Part of the firm's 'Automotive Satisfaction Report', the study is based on over 40,000 interviews yearly with Australian motorists, with 95.3 per cent of Mazda owners 'Very' or 'Fairly' satisfied with their vehicle in the 12 months leading into July 2017.
Narrowly missing out on top spot was Swedish manufacturer Volvo, with a satisfaction rate of 95.2 per cent - a decent 3.8 per cent increase on the year before.
Despite falling 2.5 per cent, Lexus maintained a top three finish, scoring 95.0 per cent satisfaction in the survey.
Meanwhile, Skoda ranked fourth (94.8 per cent, down 1.0), Isuzu Ute fifth (94.7 per cent, down 0.7), and Toyota sixth (94.6 per cent, up 0.2). Rounding out the top ten were Mercedes-Benz (94.5 per cent, up 0.2), BMW (94.4 per cent, up 3.7), Peugeot (94.3 per cent, up 4.7), and Subaru (94.3 per cent, no change).
"In such a highly competitive car market as Australia, it is critical that brands focus on their satisfaction ratings relative to their major competitors and across key segments because customer satisfaction has the potential to impact on customer retention and advocacy," said Norman Morris, director of industry communications for Roy Morgan Research.

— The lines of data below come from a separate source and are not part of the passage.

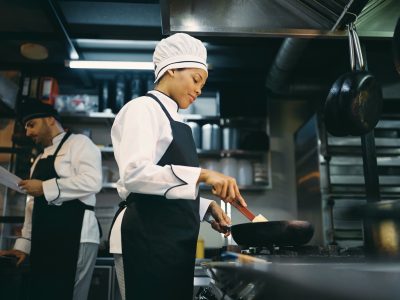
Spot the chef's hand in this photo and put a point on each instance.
(221, 220)
(223, 186)
(13, 252)
(33, 187)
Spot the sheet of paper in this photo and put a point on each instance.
(9, 179)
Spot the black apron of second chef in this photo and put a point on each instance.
(159, 235)
(56, 234)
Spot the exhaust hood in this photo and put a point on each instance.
(279, 18)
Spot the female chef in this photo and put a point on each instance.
(154, 233)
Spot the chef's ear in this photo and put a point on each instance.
(171, 72)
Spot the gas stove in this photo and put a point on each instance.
(306, 253)
(304, 272)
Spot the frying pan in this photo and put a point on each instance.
(278, 233)
(354, 103)
(396, 46)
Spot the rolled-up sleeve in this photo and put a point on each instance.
(23, 243)
(135, 136)
(86, 178)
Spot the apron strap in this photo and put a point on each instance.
(162, 106)
(61, 143)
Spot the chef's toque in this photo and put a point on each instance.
(179, 51)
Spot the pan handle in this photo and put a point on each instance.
(357, 46)
(351, 48)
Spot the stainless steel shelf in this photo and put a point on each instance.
(229, 153)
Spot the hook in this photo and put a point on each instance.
(354, 15)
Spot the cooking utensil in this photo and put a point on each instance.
(279, 233)
(354, 103)
(244, 210)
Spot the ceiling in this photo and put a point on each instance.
(128, 30)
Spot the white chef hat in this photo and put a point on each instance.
(179, 50)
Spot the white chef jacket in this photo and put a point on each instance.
(141, 134)
(78, 164)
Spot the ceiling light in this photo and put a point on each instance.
(112, 65)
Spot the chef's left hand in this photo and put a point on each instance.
(221, 220)
(33, 187)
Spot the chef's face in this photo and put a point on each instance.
(187, 85)
(39, 131)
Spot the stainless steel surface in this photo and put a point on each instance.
(307, 279)
(330, 179)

"This research has shown that very little currently separates the satisfaction of the major players in this market, presenting a problem in how to obtain a competitive advantage on this important metric."
This survey follows a report published earlier this month by international firm J.D. Power, which claimed Hyundai customers are the happiest - although that study was specifically on initial satisfaction rather than long-term ownership.